No, no lo veo. Las manifestaciones de los últimos cinco meses, que tuvieron como efecto la renuncia de Otto Pérez Molina y Roxana Baldetti, ayudados con la mano de la Embajada de Estados Unidos, con el empujón, a último minuto, por parte del sector empresarial organizado y por la puñalada que le dio su propia bancada al Presidente, no mostraron que la sociedad guatemalteca, en general, haya cambiado en sus actitudes políticas.

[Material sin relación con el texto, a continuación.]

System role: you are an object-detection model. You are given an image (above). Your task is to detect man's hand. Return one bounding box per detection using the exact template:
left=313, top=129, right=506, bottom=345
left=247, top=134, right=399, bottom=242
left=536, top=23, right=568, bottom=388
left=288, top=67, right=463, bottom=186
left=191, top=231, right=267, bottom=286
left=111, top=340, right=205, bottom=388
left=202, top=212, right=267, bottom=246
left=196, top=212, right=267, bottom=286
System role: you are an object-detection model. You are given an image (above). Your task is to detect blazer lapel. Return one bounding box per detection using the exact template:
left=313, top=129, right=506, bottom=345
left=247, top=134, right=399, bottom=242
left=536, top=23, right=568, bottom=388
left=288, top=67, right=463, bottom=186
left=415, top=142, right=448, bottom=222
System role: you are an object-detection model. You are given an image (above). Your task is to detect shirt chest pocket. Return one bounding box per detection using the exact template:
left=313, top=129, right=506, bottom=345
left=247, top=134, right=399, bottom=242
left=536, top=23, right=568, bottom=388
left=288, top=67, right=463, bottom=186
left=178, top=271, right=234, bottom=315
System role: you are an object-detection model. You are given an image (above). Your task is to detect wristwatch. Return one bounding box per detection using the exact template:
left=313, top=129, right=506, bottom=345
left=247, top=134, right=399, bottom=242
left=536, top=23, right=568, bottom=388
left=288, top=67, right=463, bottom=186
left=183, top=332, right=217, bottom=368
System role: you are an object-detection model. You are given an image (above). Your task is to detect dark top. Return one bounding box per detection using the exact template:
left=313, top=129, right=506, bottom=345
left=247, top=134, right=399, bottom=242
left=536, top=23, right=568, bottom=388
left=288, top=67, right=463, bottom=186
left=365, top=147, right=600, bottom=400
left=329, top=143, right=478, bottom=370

En primer lugar, examinemos el argumento del rechazo al sistema por ilegítimo. Según esta línea de pensamiento, existe en el imaginario colectivo un rechazo amplio hacia el sistema político y, por lo tanto, las personas rechazarían la perpetuación del sistema y buscaría un cambio sustancial fuera de la política tradicional. Los datos del Tribunal Supremo Electoral desvirtúan el argumento, siendo las elecciones generales de 2015 las que presentaron el menor índice de abstencionismo en la era democrática (un 71% del padrón electoral votó). De existir esa percepción generalizada, puede argüirse que las personas no habrían ido a votar.  Y sobre la búsqueda de la política por medios no tradicionales, existen varios colectivos campesinos y urbanos que, efectivamente, buscan el cambio del sistema político. El problema es que difícilmente son representativos del ciudadano común, ni existe una estrategia de comunicación que permita que su mensaje de cambio llegue a las masas y los convenza de establecer una línea de acción que permita esa abstracción que conocemos como “el cambio”.

“¡Pero si las personas no entienden que están votando en un sistema ilegítimo! ¡No podés esperar que las personas con un bajo índice de escolaridad comprendan que, mediante las elecciones, legitiman un sistema ilegítimo!” Además de paternalista, este prejuicio no se ve reflejado en la literatura existente acerca de la tendencia de voto en elecciones municipales. Difícilmente se puede medir la percepción de las personas acerca del sistema si no hacen un estudio cuantitativo que mida dicha percepción. Podría hacerse por medio de grupos focales; pero lo cierto es que no puede afirmarse que las personas no entienden que legitiman el sistema sin antes saber: a) qué entienden por el sistema; y b) si lo consideran legítimo.

[quote]“Ala, ¡pero si en la Plaza se manifestaron quienes buscan un cambio! ¡Nosotros hemos creado ese cambio!”.[/quote]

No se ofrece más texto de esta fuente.